Stocks were lethargic and oil slid on Wednesday ahead of U.S. consumer price data that could damage hopes for interest rate cuts later this year, while President Joe Biden’s failure to break a deadlock on the debt ceiling also dampened markets.
Europe’s benchmark STOXX index fell 0.3%, echoing a decline in MSCI’s broadest index of Asia-Pacific shares outside Japan (.MIAPJ0000PUS), and S&P 500 futures also sagged.
The sour mood in European stocks came despite uplift from the financial sector, where expectation-beating earnings from Credit Agricole (CAGR.PA) helped banks (.SX7P) be the top sectoral gainers on the STOXX 600.
Oil prices also sagged, ending a three-day rally, with Brent crude down $1 as U.S. inventories rose in a possible sign of weakening demand.
April U.S. consumer price data is due at 1230 GMT and economists expect the headline CPI to hold steady at an annual 5% and core CPI to moderate very slightly to 5.5%, though anything stickier could confound bets interest rates will fall.
“That’s the thing that’d get taken out if CPI numbers come in on the higher side,” said ING economist Rob Carnell.
“It doesn’t look particularly sensible if inflation is falling at too slow a rate and that could feed through into higher longer-term treasury yields as well.”
Interest rate futures imply about a 60% chance the Federal Reserve cuts rates in September, according to the CME FedWatch tool.
Treasuries were broadly steady, with brinkmanship over the approaching U.S. debt ceiling fuelling demand for safe assets, including bonds, on one hand, while also driving investors out of T-bills maturing in early June.

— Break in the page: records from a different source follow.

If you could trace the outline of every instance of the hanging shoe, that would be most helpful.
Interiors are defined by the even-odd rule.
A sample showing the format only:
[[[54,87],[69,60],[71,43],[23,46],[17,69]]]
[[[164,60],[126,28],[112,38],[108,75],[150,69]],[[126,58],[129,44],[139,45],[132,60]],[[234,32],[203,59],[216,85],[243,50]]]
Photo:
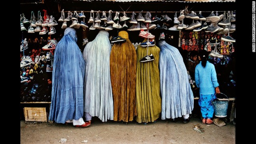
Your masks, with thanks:
[[[48,29],[46,27],[43,27],[41,32],[39,32],[39,34],[45,34],[48,32]]]
[[[55,28],[54,28],[53,26],[52,26],[50,28],[50,32],[48,33],[48,34],[53,34],[56,33],[56,31],[55,30]]]
[[[149,56],[145,56],[143,58],[142,58],[140,60],[140,62],[146,62],[152,61],[154,60],[154,56],[153,56],[153,54],[151,54]]]

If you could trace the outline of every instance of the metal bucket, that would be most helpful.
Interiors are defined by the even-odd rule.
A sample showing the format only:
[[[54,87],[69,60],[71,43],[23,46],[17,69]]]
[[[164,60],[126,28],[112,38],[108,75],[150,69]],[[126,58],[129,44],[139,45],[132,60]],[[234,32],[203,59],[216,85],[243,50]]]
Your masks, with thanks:
[[[218,99],[216,99],[212,101],[212,105],[213,106],[213,109],[215,116],[219,118],[224,118],[227,116],[229,100],[228,100],[228,98],[225,94],[222,93],[220,94],[226,96],[228,100],[219,100]]]

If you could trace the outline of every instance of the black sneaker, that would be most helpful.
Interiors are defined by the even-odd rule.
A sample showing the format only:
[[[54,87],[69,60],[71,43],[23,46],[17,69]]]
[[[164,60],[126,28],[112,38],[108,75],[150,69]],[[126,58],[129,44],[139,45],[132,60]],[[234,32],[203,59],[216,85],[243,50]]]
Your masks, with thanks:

President Joe Biden and top lawmakers failed to break a deadlock over raising the $31.4 trillion U.S. debt limit, but vowed to meet again before June, when the Treasury projects it will start struggling to meet its obligations.
Benchmark 10-year yields held at 3.529%. Two-year yields were at 4.049%.
CPI WATCH
Foreign exchange markets have been treading water while markets weigh policymakers’ rhetoric against traders’ conviction that U.S. interest rates, and the dollar, should fall.
Emerging markets currencies were subdued on Wednesday, with MSCI’s index (.MIEM00000CUS) flat as investors awaited direction from the U.S. data.
JP Morgan’s G7 FX volatility index sat at a one-year low (.JPMVXYG7).
European Central Bank board member Isabel Schnabel said on Tuesday expectations for rate cuts were misplaced, but that didn’t give the euro much of a boost, as traders have been reluctant to sell dollars too hard ahead of the CPI data.
China’s weak import figures for April held down Chinese and Hong Kong stocks for a second straight session, as investors fret the market rebound from the reopening of the economy is fading into an uneven recovery.
Hong Kong’s Hang Seng (.HSI) fell 0.5%. The Shanghai Composite (.SSEC) dropped 1.3% and the yuan fell to a two-week trough.
An apparent crackdown on due diligence firms is roiling the sector and unnerving investors. Reuters reported CICC Capital, a unit of leading Chinese investment bank China International Capital Corp (3908.HK) stopped using consultancy Capvision.
Brent crude futures hovered at $76.90 a barrel. Gold is starting to settle in above $2,000 an ounce, while bitcoin steadied at $27,732.